Philips Healthcare will travel to RSNA 2018 in Chicago with IntelliSpace Discovery 3.0, a new software platform designed to facilitate the development and deployment of radiology artificial intelligence (AI) algorithms for clinical and translational research.
The release adds a range of new AI capabilities to the IntelliSpace Discovery platform, which has previously been used to develop radiology applications for image rendering, segmentation, and quantification tasks. It's currently used, for example, by more than 50 hospitals and academic institutions worldwide to clinically validate and deploy these advanced visualization (AV) applications into the radiologist workflow on the firm's IntelliSpace Portal, Philips said.
Version 3.0 of IntelliSpace Discovery brings new AI-oriented applications and tools designed for radiologists to aggregate, normalize, and anonymize data that can be visualized and annotated for training and validating deep-learning algorithms. With the platform, the radiologists can then utilize these algorithms as plug-in apps in the research workflow for the analysis of new datasets and to help facilitate clinical research in radiology, oncology, neurology, and cardiology, according to the vendor.
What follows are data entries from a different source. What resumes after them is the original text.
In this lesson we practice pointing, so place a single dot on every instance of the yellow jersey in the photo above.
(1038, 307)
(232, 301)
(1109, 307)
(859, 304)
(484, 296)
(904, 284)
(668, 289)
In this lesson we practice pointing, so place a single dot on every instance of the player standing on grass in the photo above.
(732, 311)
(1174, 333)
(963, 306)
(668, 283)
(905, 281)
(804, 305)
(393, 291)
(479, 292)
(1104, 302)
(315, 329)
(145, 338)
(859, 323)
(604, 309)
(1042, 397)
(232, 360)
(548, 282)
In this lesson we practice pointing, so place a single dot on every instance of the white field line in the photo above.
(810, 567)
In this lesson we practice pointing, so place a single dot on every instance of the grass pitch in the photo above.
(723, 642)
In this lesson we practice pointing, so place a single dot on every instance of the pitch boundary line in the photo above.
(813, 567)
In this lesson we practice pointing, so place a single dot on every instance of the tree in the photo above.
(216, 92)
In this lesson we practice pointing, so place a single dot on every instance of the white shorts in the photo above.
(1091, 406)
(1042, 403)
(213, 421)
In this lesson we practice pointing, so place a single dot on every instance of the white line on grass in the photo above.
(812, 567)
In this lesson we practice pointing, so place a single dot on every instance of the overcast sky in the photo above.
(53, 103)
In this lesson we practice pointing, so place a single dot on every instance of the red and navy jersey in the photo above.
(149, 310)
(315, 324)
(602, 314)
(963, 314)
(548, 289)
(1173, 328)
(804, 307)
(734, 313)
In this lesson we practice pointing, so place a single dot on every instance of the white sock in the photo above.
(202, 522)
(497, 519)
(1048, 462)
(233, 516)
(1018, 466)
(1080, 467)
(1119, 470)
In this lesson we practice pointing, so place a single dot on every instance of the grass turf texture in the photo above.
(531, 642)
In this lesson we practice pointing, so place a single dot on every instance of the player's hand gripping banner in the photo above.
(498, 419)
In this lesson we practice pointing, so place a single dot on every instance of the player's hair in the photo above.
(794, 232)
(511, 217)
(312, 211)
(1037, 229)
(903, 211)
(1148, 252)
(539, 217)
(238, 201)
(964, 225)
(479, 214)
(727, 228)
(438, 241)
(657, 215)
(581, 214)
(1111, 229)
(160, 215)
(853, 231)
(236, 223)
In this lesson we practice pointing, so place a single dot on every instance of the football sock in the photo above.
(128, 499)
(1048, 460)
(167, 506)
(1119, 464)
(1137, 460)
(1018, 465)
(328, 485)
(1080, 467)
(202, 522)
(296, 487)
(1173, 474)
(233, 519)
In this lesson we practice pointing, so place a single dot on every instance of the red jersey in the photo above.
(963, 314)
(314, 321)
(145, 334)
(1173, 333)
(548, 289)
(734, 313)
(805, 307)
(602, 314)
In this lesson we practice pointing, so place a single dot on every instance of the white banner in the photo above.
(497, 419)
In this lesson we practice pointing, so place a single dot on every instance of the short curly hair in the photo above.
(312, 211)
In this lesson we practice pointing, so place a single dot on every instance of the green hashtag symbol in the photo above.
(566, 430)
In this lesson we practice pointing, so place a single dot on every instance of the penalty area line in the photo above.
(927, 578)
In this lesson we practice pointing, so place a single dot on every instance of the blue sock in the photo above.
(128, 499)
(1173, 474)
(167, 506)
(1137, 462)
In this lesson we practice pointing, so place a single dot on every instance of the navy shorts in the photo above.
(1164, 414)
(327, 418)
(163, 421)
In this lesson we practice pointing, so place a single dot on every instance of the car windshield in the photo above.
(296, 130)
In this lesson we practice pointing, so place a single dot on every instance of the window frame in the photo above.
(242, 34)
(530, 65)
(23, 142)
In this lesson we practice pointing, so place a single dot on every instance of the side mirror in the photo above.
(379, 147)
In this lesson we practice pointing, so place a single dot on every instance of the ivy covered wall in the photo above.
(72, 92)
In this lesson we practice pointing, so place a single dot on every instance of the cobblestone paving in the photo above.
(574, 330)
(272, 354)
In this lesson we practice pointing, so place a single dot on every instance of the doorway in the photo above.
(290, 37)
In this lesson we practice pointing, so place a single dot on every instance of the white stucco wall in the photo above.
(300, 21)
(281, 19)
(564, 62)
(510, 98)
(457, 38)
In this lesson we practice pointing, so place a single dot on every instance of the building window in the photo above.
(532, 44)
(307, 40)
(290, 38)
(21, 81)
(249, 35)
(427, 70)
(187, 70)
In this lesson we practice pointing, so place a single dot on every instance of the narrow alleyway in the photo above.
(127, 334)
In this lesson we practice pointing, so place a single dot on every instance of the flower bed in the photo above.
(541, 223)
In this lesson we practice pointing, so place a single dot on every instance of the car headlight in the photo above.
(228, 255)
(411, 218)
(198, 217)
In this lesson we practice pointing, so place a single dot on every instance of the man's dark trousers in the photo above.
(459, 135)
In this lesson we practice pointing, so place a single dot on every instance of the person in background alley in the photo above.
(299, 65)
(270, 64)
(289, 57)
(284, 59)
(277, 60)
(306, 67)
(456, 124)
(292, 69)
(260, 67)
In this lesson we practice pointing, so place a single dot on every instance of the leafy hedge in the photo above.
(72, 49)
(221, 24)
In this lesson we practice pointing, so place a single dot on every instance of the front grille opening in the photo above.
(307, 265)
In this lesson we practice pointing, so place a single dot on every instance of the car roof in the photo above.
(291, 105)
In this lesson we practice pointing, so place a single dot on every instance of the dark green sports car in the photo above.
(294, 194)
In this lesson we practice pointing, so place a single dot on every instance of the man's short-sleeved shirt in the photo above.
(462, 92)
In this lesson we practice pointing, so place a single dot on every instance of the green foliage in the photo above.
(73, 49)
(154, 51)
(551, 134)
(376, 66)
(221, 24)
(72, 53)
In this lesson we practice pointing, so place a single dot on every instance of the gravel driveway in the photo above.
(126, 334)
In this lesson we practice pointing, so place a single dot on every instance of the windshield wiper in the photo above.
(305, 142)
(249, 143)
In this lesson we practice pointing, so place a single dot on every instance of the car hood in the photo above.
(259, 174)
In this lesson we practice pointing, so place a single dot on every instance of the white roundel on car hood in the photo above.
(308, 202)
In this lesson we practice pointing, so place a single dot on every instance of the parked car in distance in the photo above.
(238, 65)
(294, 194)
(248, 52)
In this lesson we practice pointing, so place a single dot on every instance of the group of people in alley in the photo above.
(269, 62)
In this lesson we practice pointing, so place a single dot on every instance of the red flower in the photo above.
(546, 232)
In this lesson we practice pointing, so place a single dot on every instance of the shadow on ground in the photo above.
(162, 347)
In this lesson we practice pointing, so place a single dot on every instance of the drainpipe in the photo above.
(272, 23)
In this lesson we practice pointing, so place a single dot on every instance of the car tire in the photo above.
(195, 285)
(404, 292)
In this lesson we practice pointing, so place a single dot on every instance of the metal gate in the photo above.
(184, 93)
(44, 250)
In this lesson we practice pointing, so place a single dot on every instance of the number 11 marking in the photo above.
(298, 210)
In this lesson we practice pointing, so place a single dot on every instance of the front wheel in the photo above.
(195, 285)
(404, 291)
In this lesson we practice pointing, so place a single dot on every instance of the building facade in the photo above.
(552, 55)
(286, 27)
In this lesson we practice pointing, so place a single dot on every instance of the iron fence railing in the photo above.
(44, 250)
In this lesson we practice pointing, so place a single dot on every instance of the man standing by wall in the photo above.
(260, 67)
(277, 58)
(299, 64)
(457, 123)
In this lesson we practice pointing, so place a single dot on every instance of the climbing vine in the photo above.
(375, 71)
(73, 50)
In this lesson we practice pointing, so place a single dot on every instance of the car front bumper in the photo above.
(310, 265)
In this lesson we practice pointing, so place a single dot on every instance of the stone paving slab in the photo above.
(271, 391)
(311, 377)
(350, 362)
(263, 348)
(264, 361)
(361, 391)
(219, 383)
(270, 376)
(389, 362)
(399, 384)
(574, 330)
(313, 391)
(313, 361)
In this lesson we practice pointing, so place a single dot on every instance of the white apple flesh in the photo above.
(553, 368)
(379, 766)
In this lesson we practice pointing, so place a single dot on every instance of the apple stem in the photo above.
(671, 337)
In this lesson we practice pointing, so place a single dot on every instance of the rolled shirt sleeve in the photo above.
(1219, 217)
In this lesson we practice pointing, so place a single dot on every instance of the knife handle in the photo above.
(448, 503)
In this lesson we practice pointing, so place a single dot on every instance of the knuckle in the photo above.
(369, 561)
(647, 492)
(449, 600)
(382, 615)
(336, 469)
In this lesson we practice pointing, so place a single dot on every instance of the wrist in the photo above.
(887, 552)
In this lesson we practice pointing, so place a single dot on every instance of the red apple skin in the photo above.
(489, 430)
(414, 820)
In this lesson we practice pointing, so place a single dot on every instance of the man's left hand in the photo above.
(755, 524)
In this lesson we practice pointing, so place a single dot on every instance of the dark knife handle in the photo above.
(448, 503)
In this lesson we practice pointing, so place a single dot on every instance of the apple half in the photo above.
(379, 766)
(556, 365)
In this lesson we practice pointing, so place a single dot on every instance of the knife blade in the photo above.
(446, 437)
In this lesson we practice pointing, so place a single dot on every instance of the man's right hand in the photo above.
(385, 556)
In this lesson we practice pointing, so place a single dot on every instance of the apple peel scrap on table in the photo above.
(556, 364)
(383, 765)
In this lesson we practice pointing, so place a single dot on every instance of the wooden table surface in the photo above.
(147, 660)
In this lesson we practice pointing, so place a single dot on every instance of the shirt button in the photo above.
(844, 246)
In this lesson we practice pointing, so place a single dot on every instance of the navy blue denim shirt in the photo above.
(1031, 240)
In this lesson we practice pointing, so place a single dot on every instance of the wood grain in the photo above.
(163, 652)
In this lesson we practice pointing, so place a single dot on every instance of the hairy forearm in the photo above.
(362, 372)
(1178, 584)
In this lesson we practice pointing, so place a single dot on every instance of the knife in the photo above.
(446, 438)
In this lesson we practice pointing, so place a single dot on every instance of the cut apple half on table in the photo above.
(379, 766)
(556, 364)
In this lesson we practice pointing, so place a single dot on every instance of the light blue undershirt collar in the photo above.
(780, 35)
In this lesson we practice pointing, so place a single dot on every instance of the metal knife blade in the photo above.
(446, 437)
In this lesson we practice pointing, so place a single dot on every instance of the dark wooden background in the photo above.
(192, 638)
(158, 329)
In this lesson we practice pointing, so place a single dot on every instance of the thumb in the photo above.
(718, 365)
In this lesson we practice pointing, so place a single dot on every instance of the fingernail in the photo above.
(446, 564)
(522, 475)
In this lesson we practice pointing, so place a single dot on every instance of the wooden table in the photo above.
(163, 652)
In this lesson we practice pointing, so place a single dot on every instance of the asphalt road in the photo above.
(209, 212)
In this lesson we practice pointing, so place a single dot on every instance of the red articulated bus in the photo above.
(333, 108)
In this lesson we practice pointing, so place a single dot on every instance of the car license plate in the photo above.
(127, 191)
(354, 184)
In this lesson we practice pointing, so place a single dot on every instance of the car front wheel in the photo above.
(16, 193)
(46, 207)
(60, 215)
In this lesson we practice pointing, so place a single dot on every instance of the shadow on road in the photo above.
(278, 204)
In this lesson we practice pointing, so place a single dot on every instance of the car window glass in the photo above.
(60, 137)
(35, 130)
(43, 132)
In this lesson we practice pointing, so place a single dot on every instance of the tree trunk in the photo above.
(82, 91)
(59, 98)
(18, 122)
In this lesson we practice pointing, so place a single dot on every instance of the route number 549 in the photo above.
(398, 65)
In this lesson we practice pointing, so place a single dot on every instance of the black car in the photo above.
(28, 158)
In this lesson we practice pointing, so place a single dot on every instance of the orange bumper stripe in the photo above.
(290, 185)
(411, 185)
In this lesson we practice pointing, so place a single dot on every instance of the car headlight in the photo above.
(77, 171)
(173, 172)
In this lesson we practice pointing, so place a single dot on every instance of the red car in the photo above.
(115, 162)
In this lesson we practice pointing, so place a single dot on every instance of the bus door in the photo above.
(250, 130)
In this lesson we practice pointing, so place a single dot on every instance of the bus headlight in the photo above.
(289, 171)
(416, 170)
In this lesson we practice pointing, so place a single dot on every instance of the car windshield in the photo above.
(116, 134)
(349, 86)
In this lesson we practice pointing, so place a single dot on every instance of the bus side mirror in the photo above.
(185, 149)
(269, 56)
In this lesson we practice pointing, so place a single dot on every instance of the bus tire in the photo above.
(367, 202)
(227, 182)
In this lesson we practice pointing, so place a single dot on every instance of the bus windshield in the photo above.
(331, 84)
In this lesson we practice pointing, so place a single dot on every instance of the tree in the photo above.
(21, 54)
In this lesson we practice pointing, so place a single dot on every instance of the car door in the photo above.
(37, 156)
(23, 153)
IntelliSpace Discovery 3.0 supports integration with existing clinical infrastructure, enabling easy access to vendor-agnostic and multimodality datasets, according to Philips. In addition, its AV tools allow image data to be prepared and processed for AI training, the company said.
Used to upload and process data, the platform's vendor-neutral research archive can accommodate both structured and unstructured data. For machine-learning research, batch processing can be performed in a scalable computing environment to support iterative development and validation, according to the company. The platform's existing AI capabilities include multiparametric enablement, segmentation and annotation, tumor quantification and stratification, and deep-learning networks and classification, Philips said.
Customers will also have direct access to Philips' research and development group for services ranging from consultancy to development.
"It's really an end-to-end solution and environment for people to develop their own artificial intelligence solutions," said Yair Briman, business leader of healthcare informatics at Philips.